How it all turned out was so unbelievable to both of us, with the awkward dating (or, NON-dating) for so long beforehand. Meeting that one right person, where the attraction was mutual and we were so emotionally well-suited to one another, was nothing short of a miracle. :)
Kristenpixiebelle on April 10th, 2012 08:58 pm (UTC)
Your story is amazing and made me do happy to read. So much of this I could relate to (about how I couldn't have planned it out this way if I tried and how easy it really is compared to my past relationships). Great entry, I really enjoyed this.
The Coalition For Disturbing Metaphorshalfshellvenus on April 10th, 2012 09:23 pm (UTC)
Thank you so much! I'm especially happy to see how it's hitting other people who have had similarly unlucky dating pasts, but who have found that someone special now where it's just a completely different world.

It changes everything when it's the right person, doesn't it? This makes me all the happier for you and Kevin. :D
similiesslipsimiliesslip on April 10th, 2012 09:07 pm (UTC)
Aw, this was so sweet. I'm so glad you have a marriage like this!!

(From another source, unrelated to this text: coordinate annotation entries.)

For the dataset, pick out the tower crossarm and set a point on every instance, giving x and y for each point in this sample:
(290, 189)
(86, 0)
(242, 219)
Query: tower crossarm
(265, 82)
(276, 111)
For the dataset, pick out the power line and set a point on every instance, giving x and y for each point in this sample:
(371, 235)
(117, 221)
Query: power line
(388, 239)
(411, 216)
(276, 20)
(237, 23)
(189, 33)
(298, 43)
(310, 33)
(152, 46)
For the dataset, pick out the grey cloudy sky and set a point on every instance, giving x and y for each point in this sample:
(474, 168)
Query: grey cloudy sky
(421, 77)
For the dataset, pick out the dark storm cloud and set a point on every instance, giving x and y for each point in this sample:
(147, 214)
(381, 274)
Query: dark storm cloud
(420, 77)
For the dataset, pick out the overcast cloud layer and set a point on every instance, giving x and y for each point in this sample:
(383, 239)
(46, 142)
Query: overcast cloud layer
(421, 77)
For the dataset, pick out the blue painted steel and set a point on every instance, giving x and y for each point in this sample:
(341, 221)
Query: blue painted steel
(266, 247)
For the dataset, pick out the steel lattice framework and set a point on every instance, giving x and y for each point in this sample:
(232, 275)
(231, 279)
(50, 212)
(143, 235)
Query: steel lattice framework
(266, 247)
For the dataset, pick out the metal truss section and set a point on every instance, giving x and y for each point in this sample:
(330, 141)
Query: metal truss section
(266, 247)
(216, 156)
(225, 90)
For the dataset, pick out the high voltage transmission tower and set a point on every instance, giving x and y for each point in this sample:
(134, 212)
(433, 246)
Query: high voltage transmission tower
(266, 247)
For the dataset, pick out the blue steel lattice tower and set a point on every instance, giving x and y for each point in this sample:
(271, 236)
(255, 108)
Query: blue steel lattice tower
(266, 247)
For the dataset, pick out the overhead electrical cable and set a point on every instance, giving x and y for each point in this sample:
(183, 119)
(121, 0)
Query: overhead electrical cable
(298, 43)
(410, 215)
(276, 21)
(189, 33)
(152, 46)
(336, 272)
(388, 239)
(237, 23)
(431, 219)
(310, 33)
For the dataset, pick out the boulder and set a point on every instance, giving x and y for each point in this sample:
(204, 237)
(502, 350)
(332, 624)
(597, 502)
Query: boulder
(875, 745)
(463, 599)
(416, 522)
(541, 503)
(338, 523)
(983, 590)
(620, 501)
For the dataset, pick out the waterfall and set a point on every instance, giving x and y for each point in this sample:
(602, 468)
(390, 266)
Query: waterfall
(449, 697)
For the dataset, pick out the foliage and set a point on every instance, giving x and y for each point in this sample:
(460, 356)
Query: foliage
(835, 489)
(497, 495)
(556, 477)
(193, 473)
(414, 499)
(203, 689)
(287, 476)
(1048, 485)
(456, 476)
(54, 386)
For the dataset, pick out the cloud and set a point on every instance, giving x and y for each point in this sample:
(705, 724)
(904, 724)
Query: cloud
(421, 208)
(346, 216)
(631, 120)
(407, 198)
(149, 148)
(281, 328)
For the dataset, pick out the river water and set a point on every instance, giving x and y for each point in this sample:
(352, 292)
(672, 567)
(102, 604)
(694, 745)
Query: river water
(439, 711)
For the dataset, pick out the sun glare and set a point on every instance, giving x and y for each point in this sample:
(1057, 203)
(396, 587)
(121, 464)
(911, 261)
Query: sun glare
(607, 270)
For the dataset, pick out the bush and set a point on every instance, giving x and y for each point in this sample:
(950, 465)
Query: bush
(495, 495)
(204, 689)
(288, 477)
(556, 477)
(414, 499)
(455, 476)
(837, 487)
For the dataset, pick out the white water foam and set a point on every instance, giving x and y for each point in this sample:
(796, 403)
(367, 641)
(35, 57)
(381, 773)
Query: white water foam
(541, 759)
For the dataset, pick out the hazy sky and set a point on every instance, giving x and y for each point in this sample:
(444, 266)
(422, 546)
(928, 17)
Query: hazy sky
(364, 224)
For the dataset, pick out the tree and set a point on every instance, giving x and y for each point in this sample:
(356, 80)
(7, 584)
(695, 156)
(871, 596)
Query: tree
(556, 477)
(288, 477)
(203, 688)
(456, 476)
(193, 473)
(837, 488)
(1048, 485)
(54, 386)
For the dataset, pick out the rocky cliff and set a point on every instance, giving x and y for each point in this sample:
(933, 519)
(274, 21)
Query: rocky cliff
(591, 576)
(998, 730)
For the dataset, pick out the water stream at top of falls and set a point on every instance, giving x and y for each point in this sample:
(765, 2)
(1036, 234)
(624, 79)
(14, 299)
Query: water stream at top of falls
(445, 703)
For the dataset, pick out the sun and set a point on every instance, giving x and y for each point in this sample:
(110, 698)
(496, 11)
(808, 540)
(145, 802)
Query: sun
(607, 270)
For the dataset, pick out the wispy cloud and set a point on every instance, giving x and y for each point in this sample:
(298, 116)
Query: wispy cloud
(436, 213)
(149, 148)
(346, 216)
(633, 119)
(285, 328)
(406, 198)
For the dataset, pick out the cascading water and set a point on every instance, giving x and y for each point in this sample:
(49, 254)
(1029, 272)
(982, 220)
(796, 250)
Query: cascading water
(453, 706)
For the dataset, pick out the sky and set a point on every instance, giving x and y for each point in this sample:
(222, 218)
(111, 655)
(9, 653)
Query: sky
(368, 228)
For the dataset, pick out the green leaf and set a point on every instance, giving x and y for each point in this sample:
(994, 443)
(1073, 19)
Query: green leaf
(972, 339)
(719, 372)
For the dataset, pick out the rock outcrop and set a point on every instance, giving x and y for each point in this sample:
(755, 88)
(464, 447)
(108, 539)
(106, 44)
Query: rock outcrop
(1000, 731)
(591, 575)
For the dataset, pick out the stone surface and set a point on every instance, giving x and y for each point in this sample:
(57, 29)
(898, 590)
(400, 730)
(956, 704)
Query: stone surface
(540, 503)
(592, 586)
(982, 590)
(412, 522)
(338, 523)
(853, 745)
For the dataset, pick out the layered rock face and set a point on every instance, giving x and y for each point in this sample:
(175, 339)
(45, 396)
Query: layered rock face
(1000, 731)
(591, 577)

This part described me very well, it was uncanny:

"I was a failure at romantic relationships before any of them had even left the solitary confines of my heart.

Why was it so hard to find someone I liked who was also attracted to me? I examined myself for answers and hidden motives. Was I only attracted to men who were "unavailable" (including those who just weren't interested)? Was I afraid of intimacy? Was I inherently unlovable?"

I'm so glad you found someone who is right for you:)



The Coalition For Disturbing Metaphorshalfshellvenus on April 10th, 2012 09:24 pm (UTC)
It's so nice to find that my husband and I are not the only ones who've been through this.

It was all so hopelessly one-sided and wrong before I met him, that I never imagined it could be anything else. To have it suddenly be so simple was just utterly unexpected.

It's been just over 24 years since we first met, and we're still going strong. :)
lawchickylawchicky on April 11th, 2012 01:54 am (UTC)
Awwwwwwwwwwww :) I had the same kind of feeling when I met my husband. I'd dated a lot before I met him, but something about being with him felt entirely right from the start!
The Coalition For Disturbing Metaphorshalfshellvenus on April 11th, 2012 05:36 am (UTC)
It's amazing to wonder for so long how people could actually "know" that they're meant to be with someone, and then to actually have it happen.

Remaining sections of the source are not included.